Saturday, September 28, 2024

America’s Hurricane Luck Is Running Out

In the wake of Hurricanes Helene, we are still waiting to hear from friends who summer in Ashville, North Carolina, which has been devastated by flooding from Helene even though it is hundreds of miles from the Atlantic Ocean and the Gulf of Mexico.  With most cell service down in the area, hopefully the lack of a response is attributable to that and not something worse.  Meanwhile, we heard from friends in Anna Marie Island and Treasure Island, Florida, who had three feet and two feet of water in their homes, respectively, and lost vehicles to storm surge flood waters. As a piece in The Atlantic notes, storms like Helene are likely to become more the norm thanks to climate change which even the despicable Florida U.S. Senator Rick Scott has belatedly conceded is real even as the State of Florida prohibits the use of the term "climate change" by state offices and agencies. Worse yet, Donald Trump promises, if elected, to end many clean energy initiatives of the Biden administration that seek to reduce climate changing discharges and Project 2025 would privatize NOAA and make media outlets and citizens have to subscribe to have access to information.  Having lived through a direct hit by Hurricane Frederic in Mobile, Alabama (Wind gusts of 145 mph were recorded at the Dauphin Island Bridge and a storm surge of 12–15 feet hit the Gulf  beaches and 8–10 feet were experienced in Mobile Bay), and had our former home in Virginia flood three times from hurricanes, I know the pain and nightmare of those faces cleanup post Helene. One has to wonder when more Americans will wake up to the reality of what climate change is wreaking and stop voting for politicians who deny or ignore its existence.   Here are article highlights:

From high above, Hurricane Helene’s swirling clouds seem to have taken a piece of the United States and swallowed it whole. Helene, which made landfall last night as a Category 4 storm, has drenched the Southeast from the tip of Florida all the way up to North Carolina. Even though it weakened to a tropical storm this morning, streets have transformed into rivers, dams are threatening to fail, and more flooding is still to come. At least 22 people have died in the Southeast. Millions are without power. Florida’s Big Bend region, where Helene came ashore, had never faced such a strong hurricane in recorded history.

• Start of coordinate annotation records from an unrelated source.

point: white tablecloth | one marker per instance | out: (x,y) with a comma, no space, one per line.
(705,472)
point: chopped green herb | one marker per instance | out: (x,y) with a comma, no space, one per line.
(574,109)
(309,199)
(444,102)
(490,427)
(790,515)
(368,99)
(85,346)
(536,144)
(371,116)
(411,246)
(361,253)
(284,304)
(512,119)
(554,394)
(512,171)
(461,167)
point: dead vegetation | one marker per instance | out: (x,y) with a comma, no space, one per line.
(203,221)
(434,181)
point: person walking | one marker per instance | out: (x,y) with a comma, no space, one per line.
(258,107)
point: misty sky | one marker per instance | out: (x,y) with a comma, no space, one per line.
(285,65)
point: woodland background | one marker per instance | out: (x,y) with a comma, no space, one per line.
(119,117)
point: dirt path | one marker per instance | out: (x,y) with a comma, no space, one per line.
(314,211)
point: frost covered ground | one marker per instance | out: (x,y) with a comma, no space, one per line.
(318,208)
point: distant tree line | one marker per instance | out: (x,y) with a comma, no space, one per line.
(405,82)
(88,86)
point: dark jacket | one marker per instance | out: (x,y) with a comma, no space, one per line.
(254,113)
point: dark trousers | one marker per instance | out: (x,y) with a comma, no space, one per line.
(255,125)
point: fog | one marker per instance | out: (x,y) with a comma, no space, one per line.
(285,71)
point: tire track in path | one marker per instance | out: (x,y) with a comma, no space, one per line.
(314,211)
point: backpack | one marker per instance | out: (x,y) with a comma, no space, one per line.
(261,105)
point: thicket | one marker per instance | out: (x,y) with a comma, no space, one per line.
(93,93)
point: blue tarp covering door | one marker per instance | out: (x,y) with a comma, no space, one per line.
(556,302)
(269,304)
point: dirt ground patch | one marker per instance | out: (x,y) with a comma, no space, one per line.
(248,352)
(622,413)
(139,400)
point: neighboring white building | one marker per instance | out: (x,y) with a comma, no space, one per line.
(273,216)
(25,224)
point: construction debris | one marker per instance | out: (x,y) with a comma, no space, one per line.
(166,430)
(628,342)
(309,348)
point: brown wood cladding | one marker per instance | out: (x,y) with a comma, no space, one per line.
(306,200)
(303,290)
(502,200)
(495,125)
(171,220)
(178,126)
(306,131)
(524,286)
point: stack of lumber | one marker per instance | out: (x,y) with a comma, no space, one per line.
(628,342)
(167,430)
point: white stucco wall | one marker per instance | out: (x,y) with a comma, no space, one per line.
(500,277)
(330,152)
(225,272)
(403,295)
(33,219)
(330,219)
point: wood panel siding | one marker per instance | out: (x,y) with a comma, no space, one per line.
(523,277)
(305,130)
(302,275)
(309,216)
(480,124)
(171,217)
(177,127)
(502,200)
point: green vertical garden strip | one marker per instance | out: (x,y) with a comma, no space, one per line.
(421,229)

Helene arrived during an Atlantic hurricane season that forecasters had predicted would be unprecedented, thanks to record-warm ocean temperatures proffering extra fuel for storms. Since Hurricane Beryl swept over the Gulf Coast in July, the season has been quieter so far than the most dire expectations—but still unusually intense for Americans living in hurricane country. On average, one or two hurricanes make landfall in the U.S. per season. Helene is the fourth to come ashore on the Gulf Coast this year. This has only occurred a handful of times since the mid-1800s, with six as the record for landfalls on the U.S. mainland in a single season. This season isn’t over yet, so topping that record isn’t out of the realm of possibility.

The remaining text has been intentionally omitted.